If you will only benefit from this lens on one occasion, it makes sense to rent. However, if you're going to use it multiple times and incur multiple rental fees, why not buy? Even if you break even buying, you still don't have to go through the steps of placing the order, being a little more freaked out than normal about damaging the lens, shipping it back, repeating that process over and over - and that's worth something in my book. Of course, there's always the "hassle" of selling something too.


----------



## KyleSTL (Jun 4, 2012)

Random Orbits said:


> I wouldn't dismiss Ebay so easily. I tried selling an item (ef-s 17-55) for the first time last month, and it took me about an hour to set up the page. Assuming you buy it used/refurbished and sell it for the same price, you'd lose about 12% due to Ebay/Paypal fees, which would be covered by a 2-3 week rental. You could do better on other sites, but at least there is some protection with Ebay.


I would not take this advice. Reason being is that if you are new to eBay and have no feedback (or very little feedback) you will not get the same selling price as more established and trusted sellers. My auctions go for good prices because I time the close of the auction well, have excellent feedback (100% and 90 star rating), and have very well lit and detailed photos in the auction. If it weren't for my good feedback, my auctions would probably close at prices 20-30% lower.


----------



## Razor2012 (Jun 4, 2012)

KyleSTL said:


> Random Orbits said:
> 
> 
> > I wouldn't dismiss Ebay so easily. I tried selling an item (ef-s 17-55) for the first time last month, and it took me about an hour to set up the page. Assuming you buy it used/refurbished and sell it for the same price, you'd lose about 12% due to Ebay/Paypal fees, which would be covered by a 2-3 week rental. You could do better on other sites, but at least there is some protection with Ebay.
> ...



True, people rely on feedback quite a bit. I've bought and sold hundreds of items on eBay and people are more likely to deal with someone with good feedback rather than someone new or with negative feedback. A person will go alot further on eBay if they have the time and patience to do a good job with their listing.


----------



## Random Orbits (Jun 4, 2012)

KyleSTL said:


> Random Orbits said:
> 
> 
> > I wouldn't dismiss Ebay so easily. I tried selling an item (ef-s 17-55) for the first time last month, and it took me about an hour to set up the page. Assuming you buy it used/refurbished and sell it for the same price, you'd lose about 12% due to Ebay/Paypal fees, which would be covered by a 2-3 week rental. You could do better on other sites, but at least there is some protection with Ebay.
> ...



The buyer protection program has changed the risk calculation and has made Ebay a lot more attractive for selling high value items. Sure, you might lose on shipping cost, but it limits financial loss. I joined Ebay when it came out in the 90s, bought low value stuff and only recently used it to buy camera equipment. There is no way that I would buy high value items without the buyer protection plan in place. I've bought dozens of items over the years and sold my first item last month. My "feedback" rating was a 9. I rarely leave feedback and generally people don't leave for my transactions either. In fact, I more likely believe listing stories of those that have moderate ratings numbers. High numbers indicate people that buy/sell as a business. Would you believe someone that says they are the sole owner of a lens when he has multiple lenses for sale, and has ratings in the hundreds? 

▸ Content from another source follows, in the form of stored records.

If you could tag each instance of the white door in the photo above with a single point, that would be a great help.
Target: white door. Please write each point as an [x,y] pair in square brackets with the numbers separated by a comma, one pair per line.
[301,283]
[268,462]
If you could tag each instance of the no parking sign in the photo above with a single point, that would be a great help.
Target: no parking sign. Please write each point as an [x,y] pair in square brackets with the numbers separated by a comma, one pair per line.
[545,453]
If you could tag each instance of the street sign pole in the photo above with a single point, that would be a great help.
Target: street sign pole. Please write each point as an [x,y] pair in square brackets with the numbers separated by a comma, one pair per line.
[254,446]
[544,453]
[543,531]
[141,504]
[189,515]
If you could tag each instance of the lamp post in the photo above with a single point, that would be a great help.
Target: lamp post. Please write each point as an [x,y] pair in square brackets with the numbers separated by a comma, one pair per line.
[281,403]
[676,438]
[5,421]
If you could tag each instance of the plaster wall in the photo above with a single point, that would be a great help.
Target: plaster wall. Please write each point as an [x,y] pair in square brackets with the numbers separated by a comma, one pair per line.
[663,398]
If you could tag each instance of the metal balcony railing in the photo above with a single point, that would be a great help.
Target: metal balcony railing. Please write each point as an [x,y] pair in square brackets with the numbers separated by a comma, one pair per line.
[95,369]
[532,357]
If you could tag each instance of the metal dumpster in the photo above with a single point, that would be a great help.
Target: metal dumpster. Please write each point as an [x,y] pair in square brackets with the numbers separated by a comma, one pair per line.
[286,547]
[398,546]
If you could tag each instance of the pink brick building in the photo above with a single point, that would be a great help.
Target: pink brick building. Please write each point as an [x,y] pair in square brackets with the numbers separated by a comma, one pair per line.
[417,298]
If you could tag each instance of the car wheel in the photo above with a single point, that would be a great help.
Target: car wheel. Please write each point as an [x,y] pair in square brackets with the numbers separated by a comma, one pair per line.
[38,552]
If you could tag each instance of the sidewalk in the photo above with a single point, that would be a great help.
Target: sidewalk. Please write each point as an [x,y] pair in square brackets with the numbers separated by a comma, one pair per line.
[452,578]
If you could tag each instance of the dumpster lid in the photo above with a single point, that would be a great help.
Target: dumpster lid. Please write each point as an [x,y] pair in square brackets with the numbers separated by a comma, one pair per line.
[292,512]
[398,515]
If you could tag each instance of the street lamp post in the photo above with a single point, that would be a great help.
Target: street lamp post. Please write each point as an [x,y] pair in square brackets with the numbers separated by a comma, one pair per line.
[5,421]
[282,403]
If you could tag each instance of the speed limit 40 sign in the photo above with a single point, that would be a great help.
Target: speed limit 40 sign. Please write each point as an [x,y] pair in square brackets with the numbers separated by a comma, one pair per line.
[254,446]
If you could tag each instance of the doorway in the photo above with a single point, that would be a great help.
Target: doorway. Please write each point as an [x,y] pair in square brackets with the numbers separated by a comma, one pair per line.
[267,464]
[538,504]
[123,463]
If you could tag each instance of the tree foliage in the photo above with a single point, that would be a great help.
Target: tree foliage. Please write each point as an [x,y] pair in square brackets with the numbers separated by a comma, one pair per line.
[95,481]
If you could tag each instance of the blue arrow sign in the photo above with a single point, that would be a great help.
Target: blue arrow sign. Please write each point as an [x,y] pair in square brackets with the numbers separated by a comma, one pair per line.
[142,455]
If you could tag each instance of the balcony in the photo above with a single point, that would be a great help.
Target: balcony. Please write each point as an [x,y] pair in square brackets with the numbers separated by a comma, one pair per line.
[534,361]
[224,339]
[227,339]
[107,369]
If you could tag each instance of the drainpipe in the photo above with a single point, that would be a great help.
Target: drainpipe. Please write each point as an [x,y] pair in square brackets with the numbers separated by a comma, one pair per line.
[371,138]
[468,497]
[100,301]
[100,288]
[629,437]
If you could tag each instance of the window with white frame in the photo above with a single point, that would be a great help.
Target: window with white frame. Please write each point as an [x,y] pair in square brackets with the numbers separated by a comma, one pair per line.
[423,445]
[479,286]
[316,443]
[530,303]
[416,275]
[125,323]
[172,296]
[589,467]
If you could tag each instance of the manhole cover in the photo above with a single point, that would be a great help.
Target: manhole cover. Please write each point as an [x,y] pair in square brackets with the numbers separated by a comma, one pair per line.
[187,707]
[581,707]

High feedback ratings means less now that Ebay has limited the financial loss. You just have to make sure that you ship insured with signature confirmation, but that is spelled out in their seller guidelines.

I also did not say that you should not have good pictures of the product. That goes without saying, but it is not inaccurate to say that it takes about an hour to set up a seller transaction for the first time because I did it. I got a competitive price for my listing. Ebay has created a "safe" marketplace for people. You can get more value by selling/buying on Ebay rather than buying/selling to places like Adorama. I tried selling it Adorama first, but they offered a price that is hundreds of dollars less that my net (auction price less Ebay/Palpay fees). You might be able to better on Craigslist or some other site, but neither of those methods have any transaction protections.


----------



## re:k photographie (Jun 5, 2012)

Do you belong to Canon Professional Services (CPS)? CPS loan program is free & you may keep the lens for up to two weeks.


----------



## dawgfanjeff (Jun 5, 2012)

I have used aperturent.com a few times and highly recommend them.


----------